The early pieces work their way through the pre-Clovis people who settled in Meadowcroft, outside of Avella, 19,000 years ago, making it the oldest continually occupied settlement in North America, to the Iroquoian peacemaker, Deganawidah. He tried to broker peace between tribes in the time before Columbus, when life for those Indigenous people was “defined by famine, pestilence, warfare and death.”
Simon examines the Quaker William Penn, with his namesake state becoming “the single largest individual land claim in the entire world,” and notes, “Pittsburgh has always been liminal as the frontier, its geography as ambiguous as its discovery…Much of Pittsburgh history is lacunae.” Simon’s balanced and easily digestible approach is a winner that pulls no punches for some of the city’s more well-known forebears.
While the Battle of Monongahela leaves Daniel Boone as witness to General Braddock’s 1755 routing by the French and Indians, calling it “a baptism of blood,” a young George Washington describes the British reaction as “struck with such a panic that they behaved with more cowardice than it is possible to conceive.” In a time of English settlement and reneging on treaties made with local tribes, Simon holds his strongest ire for Colonel Henry Bouquet. He would “conceive of something heinous, an incontrovertible war crime and an aid to ethnic cleansing and genocide,” that being biological warfare in the form of blankets given as peace offerings to the local tribes and inoculated with smallpox, which “had killed millions of Indians over the previous two centuries.”
In “’Beautiful Dreamer,’” Simon takes Stephen Foster to task as being part of a long line of imitators, rather than innovators, in American music.

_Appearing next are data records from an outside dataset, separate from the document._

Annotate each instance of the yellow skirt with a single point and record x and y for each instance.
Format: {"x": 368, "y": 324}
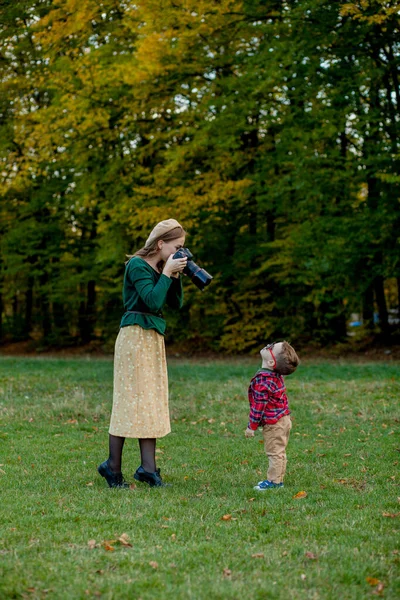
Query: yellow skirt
{"x": 140, "y": 401}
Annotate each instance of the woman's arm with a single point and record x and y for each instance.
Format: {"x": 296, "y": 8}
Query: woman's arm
{"x": 154, "y": 296}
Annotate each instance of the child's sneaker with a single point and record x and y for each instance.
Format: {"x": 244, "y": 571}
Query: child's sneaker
{"x": 266, "y": 485}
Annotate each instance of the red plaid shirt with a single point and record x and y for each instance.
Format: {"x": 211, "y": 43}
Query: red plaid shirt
{"x": 267, "y": 398}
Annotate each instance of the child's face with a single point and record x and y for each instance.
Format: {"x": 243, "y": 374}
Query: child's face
{"x": 270, "y": 353}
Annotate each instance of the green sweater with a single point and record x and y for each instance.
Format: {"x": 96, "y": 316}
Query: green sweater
{"x": 147, "y": 291}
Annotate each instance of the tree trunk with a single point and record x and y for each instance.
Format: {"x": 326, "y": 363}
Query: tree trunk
{"x": 29, "y": 306}
{"x": 368, "y": 308}
{"x": 382, "y": 306}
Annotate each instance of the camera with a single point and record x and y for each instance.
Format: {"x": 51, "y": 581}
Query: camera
{"x": 199, "y": 276}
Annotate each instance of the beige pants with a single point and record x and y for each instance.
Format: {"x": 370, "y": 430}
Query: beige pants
{"x": 276, "y": 439}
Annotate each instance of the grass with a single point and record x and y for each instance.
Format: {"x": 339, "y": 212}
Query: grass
{"x": 341, "y": 541}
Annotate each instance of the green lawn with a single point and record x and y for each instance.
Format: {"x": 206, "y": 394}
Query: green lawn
{"x": 339, "y": 542}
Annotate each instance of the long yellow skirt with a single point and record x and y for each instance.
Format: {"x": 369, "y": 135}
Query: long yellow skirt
{"x": 140, "y": 401}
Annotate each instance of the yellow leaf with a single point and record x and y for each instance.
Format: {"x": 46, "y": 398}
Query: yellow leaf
{"x": 299, "y": 495}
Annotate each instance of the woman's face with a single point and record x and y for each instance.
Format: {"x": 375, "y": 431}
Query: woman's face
{"x": 168, "y": 248}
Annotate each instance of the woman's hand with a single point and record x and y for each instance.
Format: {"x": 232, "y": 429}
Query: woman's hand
{"x": 173, "y": 266}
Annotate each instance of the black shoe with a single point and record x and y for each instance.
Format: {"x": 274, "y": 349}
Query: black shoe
{"x": 153, "y": 479}
{"x": 113, "y": 479}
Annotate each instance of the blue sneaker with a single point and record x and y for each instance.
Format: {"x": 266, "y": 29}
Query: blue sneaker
{"x": 266, "y": 485}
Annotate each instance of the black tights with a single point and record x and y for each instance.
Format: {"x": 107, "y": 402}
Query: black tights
{"x": 147, "y": 453}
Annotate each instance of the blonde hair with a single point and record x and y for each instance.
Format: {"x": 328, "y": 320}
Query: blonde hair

Elsewhere, he describes Andrew Carnegie as “a proletarian” because of the arc of his rags-to-riches life. In “A Nativist in Market Square,” readers meet Reverend Joseph Barker, who briefly became mayor of Pittsburgh by leaning on bigotry aimed at Catholics and immigrants. “The Great Railroad Strike” considers 1877, when the labor movement first found its footing. Simon ponders whether, without the interceding of President Rutherford B. Hayes, the country may have moved toward socialism. Simon calls Henry Clay Frick “an enemy of equality,” and adds that his would-be assassin, Alexander Berkman, claimed upon the industrialist’s death that Frick had been “deported by God.”
Part III’s “Rise, Fall and Reinvention” includes Evelyn Nesbit and her role in the first “Crime of the Century.” Simon claims that Rachel Carson changing her major from English to biology at Chatham University was a world-changing moment. Frank Lloyd Wright disdained Pittsburgh’s architecture, saying it would be cheaper to abandon the place and rebuild elsewhere. But that would remove what D.H. Lawrence called “the spirit of the place,” or what Simon points to as “transcendental” in our geography, “the dazzling birth of lights that is Pittsburgh.”